Burrs are organised by level with the “easier” ones at the top …. bear in mind that absolutely none of the burrs on this page are easy …. it’s all relative. Generally you would have to say a Level 4 burr is theoretically easier than a Level 30 burr but it will still be a hard puzzle!
The exact history of how the interlocking burr puzzle came about is a bit of a mystery but it is known for sure that this type of brainteaser is one of the oldest mechanical puzzles we know of. The first documentation of the puzzle is not a physical puzzle but a depiction in the 1698 engraving by Sébastien Leclerc’s called L’Académie des sciences et des beaux-arts. But probably there had to have been a physical puzzle made for that artwork to be taken from; possibly from China?

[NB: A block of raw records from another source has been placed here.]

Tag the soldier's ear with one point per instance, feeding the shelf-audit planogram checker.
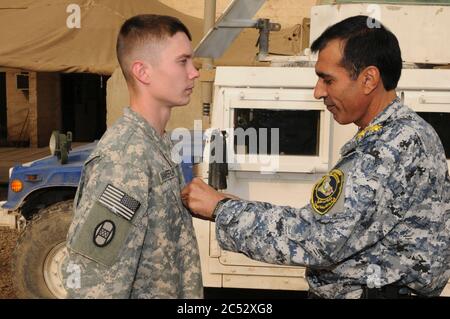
(370, 78)
(141, 72)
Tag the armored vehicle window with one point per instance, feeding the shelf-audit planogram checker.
(298, 131)
(440, 122)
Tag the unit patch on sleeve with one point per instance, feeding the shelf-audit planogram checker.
(327, 191)
(104, 233)
(119, 202)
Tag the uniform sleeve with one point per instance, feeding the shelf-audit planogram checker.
(381, 186)
(110, 219)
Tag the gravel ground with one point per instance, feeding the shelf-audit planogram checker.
(8, 238)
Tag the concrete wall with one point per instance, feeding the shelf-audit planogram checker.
(48, 108)
(33, 114)
(19, 106)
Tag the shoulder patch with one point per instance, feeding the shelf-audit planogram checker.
(104, 233)
(119, 202)
(327, 191)
(166, 175)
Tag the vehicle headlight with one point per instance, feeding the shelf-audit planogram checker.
(16, 185)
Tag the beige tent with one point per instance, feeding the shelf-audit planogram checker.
(34, 35)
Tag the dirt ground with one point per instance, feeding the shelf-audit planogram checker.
(8, 238)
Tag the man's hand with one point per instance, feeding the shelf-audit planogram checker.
(201, 198)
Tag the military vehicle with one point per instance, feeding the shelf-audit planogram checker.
(296, 140)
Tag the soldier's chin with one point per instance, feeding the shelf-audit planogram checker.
(183, 102)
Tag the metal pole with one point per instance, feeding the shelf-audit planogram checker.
(208, 63)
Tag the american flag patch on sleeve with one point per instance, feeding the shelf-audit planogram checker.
(119, 202)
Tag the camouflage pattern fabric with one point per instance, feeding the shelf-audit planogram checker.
(131, 237)
(381, 216)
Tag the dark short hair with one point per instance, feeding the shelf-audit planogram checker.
(366, 42)
(145, 28)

The first burrs would have no doubt been basic designs compared to the our high level burrs on this page. These high level interlocking burr puzzles are described using a series of numbers like 13.3.5. A level 13.3.5 solution means that it will take 13 moves to remove the first piece. Then only after this first piece has been successfully removed another 3 moves are needed to remove the second piece. Once that is done still 5 more moves will be needed to remove the third piece of the burr. Very difficult by any standards.
A move is considered to be a directional move. ie: moving a piece, and sometimes it is possible that more than one piece is moving at the same time, on a single axis in that direction. Other language we may use to describe burrs “false assemblies”. This is when the pieces would theoretically fit together to make the object shape but there is no physical way of assembling them. This adds another dimension to difficulty ratings for these puzzles when puzzles are being reassembled. The Mega Six puzzle is a particularly good example of this.
The advent of computers combined with th increased complexity and difficulty of these burrs meant that people started experimenting with computer software that could help them solve these burr puzzles. Bill Cutler created his BURR6 program and Andreas Rover came up with Burr Tools but there were others too.
Bill Cutler is very well known for inventing amazing burr puzzles. What may not be so well know is that he created his first software program to solve burr puzzles way back in the 1980’s on an IBM PC AT. He then decided to analyse all possible solutions for 6-piece Burr pieces (all 35.5 billion of them) and to do that had to again create his own sofware called GENDA.
Andreas Rover created a program still available for download today from Sourceforge called Burr Tools. It’s easy to use for the most basic function of solving interlocking burr puzzles but many people now use it to assist in the invention of burrs. Particularly these very complex high level burrs which need a lot of analysis to determine all the possible solutions and moves.
And you would definitely need a computer program to solve a puzzle like the Sequence Cube. Designed and published in 2018 by Aleksandr Leontev it is said to be a 8190.4094.2046.1022.510.135.121.126.184.108.40.206.2 level burr. That’s 8190 moves to remove the first piece. Surely he used a computer to prove that!